Many who head yeshivos or seminaries, of which there are dozens in the United States have educated and inspired thousands of students.  Likewise Chassidishe rebbes, and respected congregational leaders.  And likewise, too, so many other mechanchim and lecturers, some who present shiurim that draw large and enthusiastic crowds.   One offering, in Brooklyn, attracts well over a thousand attendees each week – and is broadcast to other locales where at least as many Jewish men and women gather to participate at a distance.

Although the title “rabbi” in the Orthodox world is not used for women, thousands of students mourned like daughters of the deceased when a noted mechaneches, lecturer and life guide passed on two years ago; among the maspidim at her levaya were Gedolei Yisroel.  And, through personal memories of her wisdom and advice as well as tapes of her lectures, she continues to teach countless Jewish girls and women today – and surely will for many years to come.

The larger world’s pathetic ignorance notwithstanding, such is true Jewish influence.


[Rabbi Shafran is director of public affairs for Agudath Israel of America.]


  1. The list does not pretend to use an Orthodox Judaic yardstick in making its determination. In fact, Orthodox Judaisim does not believe in creating these types of lists at all. Also, Olam Hafuch Ani Roeh, do you think being a great speaker who attracts crowds of thousands should make you influential in Judaisim. I don’t think that is an Orthodox yardstick either.

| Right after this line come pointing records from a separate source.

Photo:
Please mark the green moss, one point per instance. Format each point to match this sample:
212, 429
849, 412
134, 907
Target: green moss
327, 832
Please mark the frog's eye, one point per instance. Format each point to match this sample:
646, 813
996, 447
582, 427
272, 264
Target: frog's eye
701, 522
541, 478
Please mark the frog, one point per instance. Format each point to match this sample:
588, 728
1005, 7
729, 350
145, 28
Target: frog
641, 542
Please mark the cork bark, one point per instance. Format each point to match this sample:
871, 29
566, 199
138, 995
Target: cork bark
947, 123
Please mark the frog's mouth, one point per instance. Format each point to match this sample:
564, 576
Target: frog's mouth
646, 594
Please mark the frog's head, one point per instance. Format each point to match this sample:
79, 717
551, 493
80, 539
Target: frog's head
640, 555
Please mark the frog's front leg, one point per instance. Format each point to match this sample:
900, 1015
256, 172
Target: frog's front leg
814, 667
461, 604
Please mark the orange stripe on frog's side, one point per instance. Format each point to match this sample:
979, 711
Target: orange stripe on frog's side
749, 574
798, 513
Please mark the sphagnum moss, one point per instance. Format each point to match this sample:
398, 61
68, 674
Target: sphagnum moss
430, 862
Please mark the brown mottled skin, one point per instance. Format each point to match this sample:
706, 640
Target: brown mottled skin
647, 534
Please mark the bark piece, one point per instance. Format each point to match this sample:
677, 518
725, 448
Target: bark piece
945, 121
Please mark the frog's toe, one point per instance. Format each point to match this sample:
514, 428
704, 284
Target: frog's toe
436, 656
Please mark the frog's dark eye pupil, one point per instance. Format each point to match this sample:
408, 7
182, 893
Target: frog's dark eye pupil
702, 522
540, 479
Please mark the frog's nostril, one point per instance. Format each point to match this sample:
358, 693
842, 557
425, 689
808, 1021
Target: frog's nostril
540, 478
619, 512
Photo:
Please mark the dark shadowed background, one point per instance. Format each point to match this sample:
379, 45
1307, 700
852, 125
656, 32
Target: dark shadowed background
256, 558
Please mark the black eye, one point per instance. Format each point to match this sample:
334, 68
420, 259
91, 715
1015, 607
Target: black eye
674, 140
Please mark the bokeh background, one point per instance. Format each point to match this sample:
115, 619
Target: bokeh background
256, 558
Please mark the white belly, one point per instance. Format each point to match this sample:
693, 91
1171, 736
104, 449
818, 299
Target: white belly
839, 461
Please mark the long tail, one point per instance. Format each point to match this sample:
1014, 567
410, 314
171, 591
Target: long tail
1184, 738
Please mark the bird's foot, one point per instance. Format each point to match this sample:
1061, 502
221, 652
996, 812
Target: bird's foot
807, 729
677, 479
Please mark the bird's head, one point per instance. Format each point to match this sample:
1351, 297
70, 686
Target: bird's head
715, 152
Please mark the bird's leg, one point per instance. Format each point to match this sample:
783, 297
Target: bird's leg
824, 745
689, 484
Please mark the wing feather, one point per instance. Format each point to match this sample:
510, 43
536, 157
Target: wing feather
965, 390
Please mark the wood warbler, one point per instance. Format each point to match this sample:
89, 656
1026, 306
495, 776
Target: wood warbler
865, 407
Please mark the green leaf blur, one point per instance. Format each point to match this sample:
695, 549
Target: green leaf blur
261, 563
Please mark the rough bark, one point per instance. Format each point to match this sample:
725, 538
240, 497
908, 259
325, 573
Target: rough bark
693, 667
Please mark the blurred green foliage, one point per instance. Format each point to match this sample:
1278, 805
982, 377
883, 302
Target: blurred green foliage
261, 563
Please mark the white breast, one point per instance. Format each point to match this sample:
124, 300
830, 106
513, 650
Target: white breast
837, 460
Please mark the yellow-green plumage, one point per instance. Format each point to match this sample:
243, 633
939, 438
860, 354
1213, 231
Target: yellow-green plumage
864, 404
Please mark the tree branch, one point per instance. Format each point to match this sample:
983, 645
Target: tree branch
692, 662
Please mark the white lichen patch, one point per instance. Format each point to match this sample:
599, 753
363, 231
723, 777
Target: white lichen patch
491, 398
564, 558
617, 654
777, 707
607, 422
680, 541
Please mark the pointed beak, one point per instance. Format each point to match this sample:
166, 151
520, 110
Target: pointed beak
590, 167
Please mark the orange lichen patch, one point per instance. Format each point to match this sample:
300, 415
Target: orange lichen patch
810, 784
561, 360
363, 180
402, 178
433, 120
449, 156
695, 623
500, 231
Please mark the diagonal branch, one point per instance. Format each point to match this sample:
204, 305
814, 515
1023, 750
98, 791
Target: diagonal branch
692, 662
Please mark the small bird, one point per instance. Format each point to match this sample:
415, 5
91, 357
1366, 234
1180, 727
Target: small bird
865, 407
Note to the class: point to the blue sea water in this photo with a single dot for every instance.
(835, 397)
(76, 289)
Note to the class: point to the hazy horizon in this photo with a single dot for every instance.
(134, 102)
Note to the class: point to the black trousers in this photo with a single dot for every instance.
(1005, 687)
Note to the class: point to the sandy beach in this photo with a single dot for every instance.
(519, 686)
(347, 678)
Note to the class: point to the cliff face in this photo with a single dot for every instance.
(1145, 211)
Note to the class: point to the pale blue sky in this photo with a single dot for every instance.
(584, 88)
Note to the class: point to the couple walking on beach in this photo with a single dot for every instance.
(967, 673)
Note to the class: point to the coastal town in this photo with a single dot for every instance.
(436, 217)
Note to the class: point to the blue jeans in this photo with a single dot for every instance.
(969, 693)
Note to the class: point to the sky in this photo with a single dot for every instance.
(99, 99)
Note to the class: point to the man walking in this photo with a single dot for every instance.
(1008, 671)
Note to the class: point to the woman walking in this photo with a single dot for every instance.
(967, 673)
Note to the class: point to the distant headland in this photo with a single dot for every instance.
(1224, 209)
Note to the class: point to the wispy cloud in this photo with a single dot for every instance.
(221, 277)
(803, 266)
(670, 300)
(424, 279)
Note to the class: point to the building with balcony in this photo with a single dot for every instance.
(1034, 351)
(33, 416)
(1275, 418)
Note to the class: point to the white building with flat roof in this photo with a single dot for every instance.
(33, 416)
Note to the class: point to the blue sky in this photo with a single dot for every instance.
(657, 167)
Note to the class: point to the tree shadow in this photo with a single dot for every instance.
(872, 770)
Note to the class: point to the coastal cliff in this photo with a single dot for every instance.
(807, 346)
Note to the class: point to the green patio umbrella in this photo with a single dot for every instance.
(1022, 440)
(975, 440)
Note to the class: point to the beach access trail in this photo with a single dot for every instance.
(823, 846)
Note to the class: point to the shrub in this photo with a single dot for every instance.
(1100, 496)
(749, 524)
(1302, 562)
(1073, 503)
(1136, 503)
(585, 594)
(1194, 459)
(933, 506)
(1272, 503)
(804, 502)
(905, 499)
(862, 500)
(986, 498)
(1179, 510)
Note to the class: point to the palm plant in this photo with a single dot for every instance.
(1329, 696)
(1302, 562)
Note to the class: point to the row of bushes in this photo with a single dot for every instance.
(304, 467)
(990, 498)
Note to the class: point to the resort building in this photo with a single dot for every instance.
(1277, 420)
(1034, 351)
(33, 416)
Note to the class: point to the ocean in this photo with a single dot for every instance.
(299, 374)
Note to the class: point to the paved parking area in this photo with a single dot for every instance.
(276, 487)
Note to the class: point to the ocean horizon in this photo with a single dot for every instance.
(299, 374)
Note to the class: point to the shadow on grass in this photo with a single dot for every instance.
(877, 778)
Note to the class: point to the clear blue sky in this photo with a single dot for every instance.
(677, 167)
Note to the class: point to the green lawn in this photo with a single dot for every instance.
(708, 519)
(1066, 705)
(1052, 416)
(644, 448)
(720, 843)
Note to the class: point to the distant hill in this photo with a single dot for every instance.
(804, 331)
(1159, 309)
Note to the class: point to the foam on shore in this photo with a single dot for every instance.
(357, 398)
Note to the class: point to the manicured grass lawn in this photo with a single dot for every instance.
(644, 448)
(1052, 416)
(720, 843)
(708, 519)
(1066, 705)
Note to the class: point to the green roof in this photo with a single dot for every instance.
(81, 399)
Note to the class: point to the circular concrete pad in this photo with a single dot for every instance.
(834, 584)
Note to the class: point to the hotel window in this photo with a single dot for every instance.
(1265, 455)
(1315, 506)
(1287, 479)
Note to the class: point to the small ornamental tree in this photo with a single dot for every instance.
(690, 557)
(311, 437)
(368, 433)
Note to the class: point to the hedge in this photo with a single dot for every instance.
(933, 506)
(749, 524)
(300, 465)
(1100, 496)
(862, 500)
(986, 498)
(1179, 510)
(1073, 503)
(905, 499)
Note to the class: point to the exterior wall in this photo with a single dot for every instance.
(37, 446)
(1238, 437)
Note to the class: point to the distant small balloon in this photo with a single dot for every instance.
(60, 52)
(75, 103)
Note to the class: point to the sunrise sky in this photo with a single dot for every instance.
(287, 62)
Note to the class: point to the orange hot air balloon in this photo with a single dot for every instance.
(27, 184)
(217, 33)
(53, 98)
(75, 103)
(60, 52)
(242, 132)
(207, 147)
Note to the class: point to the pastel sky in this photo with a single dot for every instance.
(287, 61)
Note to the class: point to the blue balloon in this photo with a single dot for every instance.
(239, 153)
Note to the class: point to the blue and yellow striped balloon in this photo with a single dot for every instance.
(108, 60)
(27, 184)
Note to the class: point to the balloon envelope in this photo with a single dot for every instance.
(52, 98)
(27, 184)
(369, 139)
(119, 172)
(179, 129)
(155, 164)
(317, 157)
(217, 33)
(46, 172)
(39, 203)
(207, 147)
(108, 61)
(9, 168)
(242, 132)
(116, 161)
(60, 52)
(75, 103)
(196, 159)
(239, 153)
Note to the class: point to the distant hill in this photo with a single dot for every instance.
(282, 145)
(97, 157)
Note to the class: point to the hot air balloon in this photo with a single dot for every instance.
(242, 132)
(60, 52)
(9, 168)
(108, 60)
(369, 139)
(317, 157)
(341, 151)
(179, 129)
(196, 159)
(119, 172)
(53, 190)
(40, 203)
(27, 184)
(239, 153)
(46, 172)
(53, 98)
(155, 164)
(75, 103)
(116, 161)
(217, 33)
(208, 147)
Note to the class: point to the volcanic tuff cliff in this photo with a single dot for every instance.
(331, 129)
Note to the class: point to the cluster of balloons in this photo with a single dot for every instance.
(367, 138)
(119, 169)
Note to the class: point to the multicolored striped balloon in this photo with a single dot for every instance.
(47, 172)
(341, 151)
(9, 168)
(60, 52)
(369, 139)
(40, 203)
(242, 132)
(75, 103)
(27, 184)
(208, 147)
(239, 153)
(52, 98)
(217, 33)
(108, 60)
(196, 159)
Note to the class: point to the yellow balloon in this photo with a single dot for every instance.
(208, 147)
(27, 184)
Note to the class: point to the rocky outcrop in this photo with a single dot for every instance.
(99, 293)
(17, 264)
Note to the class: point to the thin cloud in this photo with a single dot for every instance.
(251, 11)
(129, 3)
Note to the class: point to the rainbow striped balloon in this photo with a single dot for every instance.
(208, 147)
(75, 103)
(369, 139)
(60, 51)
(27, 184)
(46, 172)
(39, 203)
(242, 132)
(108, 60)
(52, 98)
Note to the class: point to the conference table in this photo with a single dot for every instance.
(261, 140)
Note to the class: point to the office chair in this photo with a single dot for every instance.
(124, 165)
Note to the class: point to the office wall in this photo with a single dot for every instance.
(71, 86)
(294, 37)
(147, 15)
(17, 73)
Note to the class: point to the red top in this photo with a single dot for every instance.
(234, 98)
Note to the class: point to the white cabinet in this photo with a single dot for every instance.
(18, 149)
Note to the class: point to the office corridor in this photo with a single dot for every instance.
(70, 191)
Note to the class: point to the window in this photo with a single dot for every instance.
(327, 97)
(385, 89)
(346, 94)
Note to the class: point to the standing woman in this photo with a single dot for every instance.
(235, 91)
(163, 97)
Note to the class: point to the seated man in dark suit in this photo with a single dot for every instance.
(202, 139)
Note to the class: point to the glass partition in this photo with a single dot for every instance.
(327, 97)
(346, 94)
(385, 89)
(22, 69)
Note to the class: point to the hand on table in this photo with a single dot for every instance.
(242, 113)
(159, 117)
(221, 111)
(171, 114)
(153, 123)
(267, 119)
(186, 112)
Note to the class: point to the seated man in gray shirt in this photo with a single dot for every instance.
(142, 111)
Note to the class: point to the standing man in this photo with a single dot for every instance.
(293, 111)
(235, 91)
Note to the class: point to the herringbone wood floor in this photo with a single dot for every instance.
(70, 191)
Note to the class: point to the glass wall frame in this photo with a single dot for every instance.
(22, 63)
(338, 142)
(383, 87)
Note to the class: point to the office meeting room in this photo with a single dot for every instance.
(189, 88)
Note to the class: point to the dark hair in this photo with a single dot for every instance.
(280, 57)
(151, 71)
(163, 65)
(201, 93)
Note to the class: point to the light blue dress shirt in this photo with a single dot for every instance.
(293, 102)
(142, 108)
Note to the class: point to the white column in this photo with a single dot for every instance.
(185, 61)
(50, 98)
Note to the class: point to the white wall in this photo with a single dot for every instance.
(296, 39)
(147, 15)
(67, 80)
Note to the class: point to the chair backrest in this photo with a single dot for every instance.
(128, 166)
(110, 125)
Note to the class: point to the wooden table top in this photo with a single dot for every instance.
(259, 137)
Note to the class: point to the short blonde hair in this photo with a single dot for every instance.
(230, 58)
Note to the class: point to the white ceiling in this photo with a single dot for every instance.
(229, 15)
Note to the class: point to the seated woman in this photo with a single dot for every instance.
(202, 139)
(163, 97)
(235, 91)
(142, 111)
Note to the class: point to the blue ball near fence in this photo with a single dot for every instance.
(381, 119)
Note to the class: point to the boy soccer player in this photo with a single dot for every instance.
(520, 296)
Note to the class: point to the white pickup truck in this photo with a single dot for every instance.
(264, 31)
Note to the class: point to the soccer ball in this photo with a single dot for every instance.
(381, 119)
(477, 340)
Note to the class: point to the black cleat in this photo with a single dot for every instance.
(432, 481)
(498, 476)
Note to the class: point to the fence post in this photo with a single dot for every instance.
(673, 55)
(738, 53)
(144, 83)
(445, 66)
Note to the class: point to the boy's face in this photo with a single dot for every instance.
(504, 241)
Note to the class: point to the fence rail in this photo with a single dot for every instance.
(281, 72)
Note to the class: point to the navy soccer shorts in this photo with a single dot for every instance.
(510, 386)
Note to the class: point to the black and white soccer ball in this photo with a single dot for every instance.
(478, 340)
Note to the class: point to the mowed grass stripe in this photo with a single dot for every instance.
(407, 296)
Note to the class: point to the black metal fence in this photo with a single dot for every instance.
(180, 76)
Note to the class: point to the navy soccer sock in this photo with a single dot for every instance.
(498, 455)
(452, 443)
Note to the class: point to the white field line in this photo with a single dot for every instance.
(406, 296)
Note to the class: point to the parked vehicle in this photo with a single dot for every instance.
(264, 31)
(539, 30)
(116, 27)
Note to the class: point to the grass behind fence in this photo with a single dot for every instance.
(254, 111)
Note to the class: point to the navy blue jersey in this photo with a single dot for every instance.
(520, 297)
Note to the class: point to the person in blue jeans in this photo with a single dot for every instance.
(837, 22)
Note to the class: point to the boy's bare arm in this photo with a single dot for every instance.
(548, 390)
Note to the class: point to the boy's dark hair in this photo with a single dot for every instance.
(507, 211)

  2. Contrary to the official anti-Internet and anti-media position of the Agudah, the essays of one of their leading officials, Rav Shafran (including this one), appear regularly at the Am Echad Web site. Having spoken with several distinguished Rabbanim SHLIT”A who are members of the Agudah’s Moetzes, I have come to the conclusion that there is no single Daas Torah on these matters; Chilukei Daos would be more accurate. Accordingly, Lefi Anias Daati, it would be more appropriate for Agudath Israel to advocate strict parental supervision of the Internet so that young people will only view Kosher sites like this one.

  3. Avraham: Aguda’s position is much more nuanced than just “anti-internet”. Having spoken myself with several gedolei rabonim on this issue, including one member of the moetzes, I believe that the gedorim are clear that it has not been forbidden in a business setting. And even in private homes, when there is a business need, there are conditional dispensations available for those wishing to follow Da’as Torah. But in an office, there is clearly no outright issur. I’m sure that Rabbi Shafran is posting his articles on the internet from the Aguda office. I’m sure that the servers are not in his living room. That itself should meet your criteria for “strict parental supervision of the Internet so that young people will only view Kosher sites . . . .”

  4. It is interesting that the agudah only likes lists which include their people on it, you can be sure that if the list had shafran’s or zwiebel’s name in it, it would be hailed as a major kidush hashem, but since the list actually reflects the truth about who really wields power and they are left out, they go around crying like a bunch of babies. Why do you even post this dribble?

  5. Influential- one who has great influence. Merriam-Webster Collegiate Dictionary Eleventh Edition. This can most definitely be defined as the ones who INFLUENCE others or politics the most and may not be gedolim at all. INFLUENCE can be measured by how many people attend a speech more than by torah knowledge.

  6. I find it an outrage that Krinsky and Chabad are credited for anything for yiddishkeit let alone having “truly built a shul on every corner”.
    I find it most delicious however, that the men sitting atop 42 Broadway cannot yield one of Newsweek’s Top 50. Rabbi Shafran should have taken several deep breaths and counted to twenty before hitting the keyboard.

    Edited by Site Moderation Panel

  7. Baki. You may be a baki in Webster, but the gadol sitting in learning in his study may be influencing more people then the the guy who is a great darshan.